Those in COMB were significantly more likely to respond (QIDS-SR decrease ≥50% from baseline) at week 24 (end of treatment), compared with those in TAU (85% vs. 20%, P < 0.001), and the pattern was maintained at week 48 (88% vs. 33%, P < 0.001) (Table 4).
Those in COMB, compared to those in TAU were significantly more likely to be in remission (QIDS-SR <5) over the course of the study, P < 0.001 (Table 4). Week-specific rate differences were not calculated due to the few TAU cases in remission, but the pattern was evident from week 24 (65% vs. 10%) to week 48 (71% vs. 7%).
The COMB group, relative to TAU reported significantly less hopelessness (BHS) at all visits after baseline (Table 4). There was no change in life satisfaction reports over the course of the study. Similarly, CD4 counts and ARV adherence [approximately 80% at all visits (data not shown)] did not differ between groups during the study. HIV log10 VL decreased for the entire sample (main effect for time at weeks 36 and 38, P < 0.01), but groups did not differ in the rate of change. A post hoc analysis of variance, accounting for baseline VL, found an association between reduction in QIDS-SR scores and the final log10 VLs (F = 4.37, P < 0.05) among the entire sample.
Participants in COMB were more likely to receive psychotherapy than in TAU (95% vs. 45%, χ2 = 12.44, P < 0.001) and attended more sessions over the 24 weeks treatment period [12.6 (SD = 3.1) vs. 5.0 (SD = 2.2), t = 9.01, P < 0.001]. There was no difference in the rate of antidepressant use between the COMB and TAU groups over the course of the study (Table 4), and the complex details of medication usage in each condition will be reported subsequently. No significant adverse effects attributable to treatment medications were reported in either group.
Remission rates in this study are somewhat higher (71%) than reported in other clinical trials of combined CBT and medication management with nonmedically ill youth, where remission rates were between 37% and 45% at week 24.17,45–47 Several factors could account for the excellent rates observed in this study. Collaboration between the mental health therapist and medication prescriber has been shown to be a particularly effective approach in treating depression among adolescents in medical treatment settings, and the COMB treatment may have prompted increased collaboration.18 Also, the CBT and MMA were tailored for the unique issues of those YLWH, perhaps increasing the appeal, engagement, and efficacy of the treatments over and above TAU.
Reduction in VL were observed over time but was unrelated to treatment condition.
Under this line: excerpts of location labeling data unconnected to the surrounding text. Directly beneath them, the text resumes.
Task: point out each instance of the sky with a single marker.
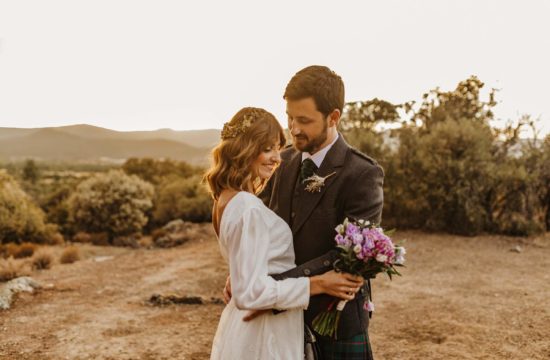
(144, 65)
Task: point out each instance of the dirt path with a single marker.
(459, 298)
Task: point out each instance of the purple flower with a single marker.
(351, 229)
(369, 306)
(357, 238)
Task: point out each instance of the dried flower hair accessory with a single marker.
(232, 131)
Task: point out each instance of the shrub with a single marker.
(185, 199)
(82, 237)
(24, 250)
(10, 269)
(20, 218)
(114, 203)
(100, 239)
(70, 255)
(42, 260)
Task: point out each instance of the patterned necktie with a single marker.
(307, 169)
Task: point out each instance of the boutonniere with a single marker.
(315, 182)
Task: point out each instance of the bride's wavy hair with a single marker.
(244, 137)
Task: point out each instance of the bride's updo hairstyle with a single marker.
(244, 137)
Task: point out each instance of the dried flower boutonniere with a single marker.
(316, 182)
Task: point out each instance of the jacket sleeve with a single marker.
(367, 197)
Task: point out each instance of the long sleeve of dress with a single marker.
(252, 287)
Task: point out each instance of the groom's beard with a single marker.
(304, 144)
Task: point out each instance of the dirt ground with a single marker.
(459, 298)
Rather, reduced VL was significantly associated with reduced depression in the entire sample, confirming the general relationship between improvement in depression and better health. The lack of COMB impact on health indices could be due to the relatively small sample and associated lack of statistical power. Furthermore, participants were receiving care in HIV-specialty clinics whereby many participants were taking antiretroviral medications at baseline with relatively good adherence reported at the outset; as a result, there may have been less room for improvement.
Despite the strengths of this study, there are a number of limitations. The sample was recruited from HIV clinical care sites and youth with substance abuse disorders were excluded, so results may not be generalizable to all YLWH. Also, the results may not be generalizable to sites out of the United States or those without trained mental health professionals. Depressive symptoms were not measured by a “blind” rater, but the reports of clinicians and participants were similar. Only 4 clinical sites were selected for randomization; therefore, site-specific characteristics (participants and staff) may have contributed to the outcomes. COMB sites enrolled a smaller proportion of eligible participants, possibly introducing group differences. In fact, COMB and TAU groups differed by gender and transmission category, although these factors were not found to affect study outcomes. Previous research has found that gender does not predict acute response, although it may impact relapse.48,49 Although youth with perinatal transmission may differ from those with other modes in their extent of medical care and neuropathology, which could impact psychiatric treatment, the small number of perinatal youth (four) precludes examination of this important issue. COMB sites implemented structured treatment with supervision to assure treatment fidelity, but treatment at TAU sites was not monitored. Inherent differences in skill or impact of providers cannot be ruled out. Nonetheless, once enrolled, sites in both conditions did equally well in retaining youth for study assessments, so, by that measure, the relationship between the sites and participants appears comparable. Data on the mental utilization at sites were not obtained after the end of treatment, limiting our understanding of the reason for the sustained remission rate in COMB.
This preliminary trial found that combined CBT with MI skills and stepped-care MMA guided by symptom measures resulted in a significant reduction in depressive symptoms for YLWH. The combined intervention was delivered in the medical care setting by existing staff, suggesting that COMB, tailored for YLWH is feasible in other US medical care sites. The improvement in depression was maintained for an additional 24 weeks beyond the 24-week intervention period, suggesting that COMB could have a lasting impact. It is left to future research to confirm these findings in other sites, examining the moderating impact of factors such as gender, age, or route of transmission, and any sustained changes in treatment delivery by sites. The extension of efficacious interventions for depression to centers out of the United States, where the burden of HIV is greater, is also imperative.